China's most recent landing on the red planet hints that there is a development in its space exploration. After a seven-month-long drifting in space, the Tianwen-1 lander has finally touched down on Mars' Utopia Planitia.
The landing of the Zhurong rover marks China's historic feat as the third country to successfully arrive on the red planet. Apart from the hardships of the awaiting challenges along the spacecraft's journey, the three months of orbiting have come in a full circle.
How Tianwen-1 Lander Victoriously Unloads Zhurong on Mars
Instead of the "seven minutes of terror" that the NASA Perseverance rover endured, the Zhurong rover has undergone "nine minutes of terror" upon meeting the sprouting Martian land--Utopia Planitia.
NASA described the said "terror" term as the time interval when the authorities have no entire control over the rover due to the delay of radio signals.
The rover Zhurong, which was named after the legendary god of war and fire in China, has completed its roundabout trip in space en route to the red planet. The China National Space Administration (CNSA) designated the name for the space exploration device.
According to the South China Morning Post's report, the team behind the Tianwen-1 mission confirmed the landing on May 15 via Zhurong Mars rover's telemetry signal. By the time of its touchdown, the Tianwen-1 lander has perched on the Utopia Plain located in the southern part of the red planet.
The latest achievement of China has set its tight battle with the US when it comes to the global technological progress in the field of space exploration.

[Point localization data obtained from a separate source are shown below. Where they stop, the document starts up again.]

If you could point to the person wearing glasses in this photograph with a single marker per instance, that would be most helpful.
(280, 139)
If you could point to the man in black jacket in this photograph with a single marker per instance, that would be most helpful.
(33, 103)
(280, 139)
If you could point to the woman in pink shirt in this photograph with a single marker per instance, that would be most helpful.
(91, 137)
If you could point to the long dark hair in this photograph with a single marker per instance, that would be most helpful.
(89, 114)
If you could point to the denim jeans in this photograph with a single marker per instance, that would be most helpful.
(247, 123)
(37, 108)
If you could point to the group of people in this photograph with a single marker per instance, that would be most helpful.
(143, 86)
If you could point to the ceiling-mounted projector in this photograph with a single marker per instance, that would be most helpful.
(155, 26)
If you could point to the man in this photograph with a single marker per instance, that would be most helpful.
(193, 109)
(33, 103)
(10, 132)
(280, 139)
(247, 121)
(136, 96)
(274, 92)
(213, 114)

Currently, the US is still the leader in space technology, but as the competition tightens, China is growing hellbent on chasing what the former has already reached over the past years. The two have been involved in a recent quarrel over the space debris.

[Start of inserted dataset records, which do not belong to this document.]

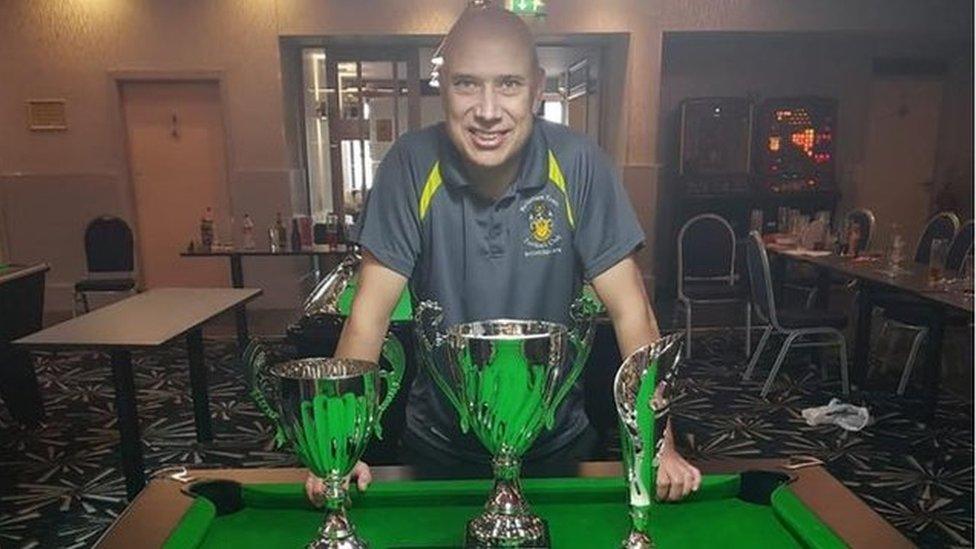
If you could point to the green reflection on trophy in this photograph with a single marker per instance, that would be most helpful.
(506, 379)
(642, 390)
(327, 409)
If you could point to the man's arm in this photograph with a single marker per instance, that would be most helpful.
(621, 289)
(378, 290)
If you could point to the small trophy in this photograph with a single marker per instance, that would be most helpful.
(641, 390)
(506, 379)
(327, 409)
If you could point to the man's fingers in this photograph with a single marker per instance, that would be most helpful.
(314, 490)
(663, 484)
(696, 476)
(677, 485)
(363, 475)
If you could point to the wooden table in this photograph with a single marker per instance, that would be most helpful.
(874, 279)
(21, 312)
(150, 519)
(235, 255)
(145, 321)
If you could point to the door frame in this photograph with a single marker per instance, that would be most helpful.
(342, 54)
(125, 190)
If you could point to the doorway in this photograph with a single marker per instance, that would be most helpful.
(177, 163)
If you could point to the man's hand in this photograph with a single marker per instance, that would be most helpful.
(676, 478)
(315, 487)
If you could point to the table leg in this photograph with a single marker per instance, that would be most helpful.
(19, 387)
(862, 336)
(823, 288)
(240, 312)
(198, 385)
(777, 269)
(933, 361)
(125, 406)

The development that the Chinese space agency has attained has been on a booming pace. In recent years, the nation has completed its lunar trip through a robot mission.

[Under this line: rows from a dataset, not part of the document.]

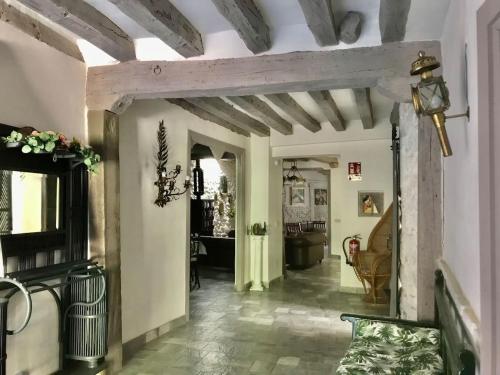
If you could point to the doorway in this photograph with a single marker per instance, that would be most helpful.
(213, 214)
(216, 245)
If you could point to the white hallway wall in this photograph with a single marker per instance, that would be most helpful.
(154, 239)
(460, 172)
(43, 88)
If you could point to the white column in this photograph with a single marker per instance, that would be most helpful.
(257, 246)
(421, 213)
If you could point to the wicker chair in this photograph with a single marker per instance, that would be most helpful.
(373, 266)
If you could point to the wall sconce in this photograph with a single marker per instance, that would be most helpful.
(167, 180)
(431, 97)
(167, 189)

The team managed to bring some samples from the moon. Moreover, China has also begun constructing its own space station which could go at par with other major space sites.
Besides the United States, the second country to triumphantly perform a "soft landing" on Mars is Russia. Unlike the usual touchdown, the soft landing is only a light touch on the surface. However, it still requires a thorough process of control-focused procedures and deceleration.
In the next 90 days, the Zhurong rover will be aiding the Chinese space agency in the data collection for the surface of the red planet.
Under extreme factors, the exploration on Mars is not easy for the spacecraft, especially that there are a series of immense dust storms on the planet which make the task more difficult.
For the signals to reach Earth from Mars, it would take up to 20 minutes for it to be processed. NASA's moniker to the scene, "seven minutes of terror" is the time when the team cannot direct the descending lander. There is no human disturbance during the event.
China's Zhurong Landing Could Be a Jumpstart for Bigger Space Missions
The world is watching China's space technology progression. China's first Mars probe which includes the participation of Zhurong has been a big part of the country which is still polishing its space exploration tactics.
According to CNET, the Tianwen-1 mission which was released last July enveloped three important parts: the rover, lander, and the orbiter which began orbiting the planet in February.
The components were not launched immediately since they would be separated from the orbiter when they reached 70km above the red planet's surface. Later, it would speed up at a speed of 5km per second on its way to the surface.
A researcher from CNSA said that what Zhurong did was "harder" compared to the lunar rover's landing.
"Landing on the moon relies primarily on rocket engines to decelerate, as the moon has no atmosphere, while the first stage of landing on Mars uses its atmosphere as brakes," the anonymous researcher said.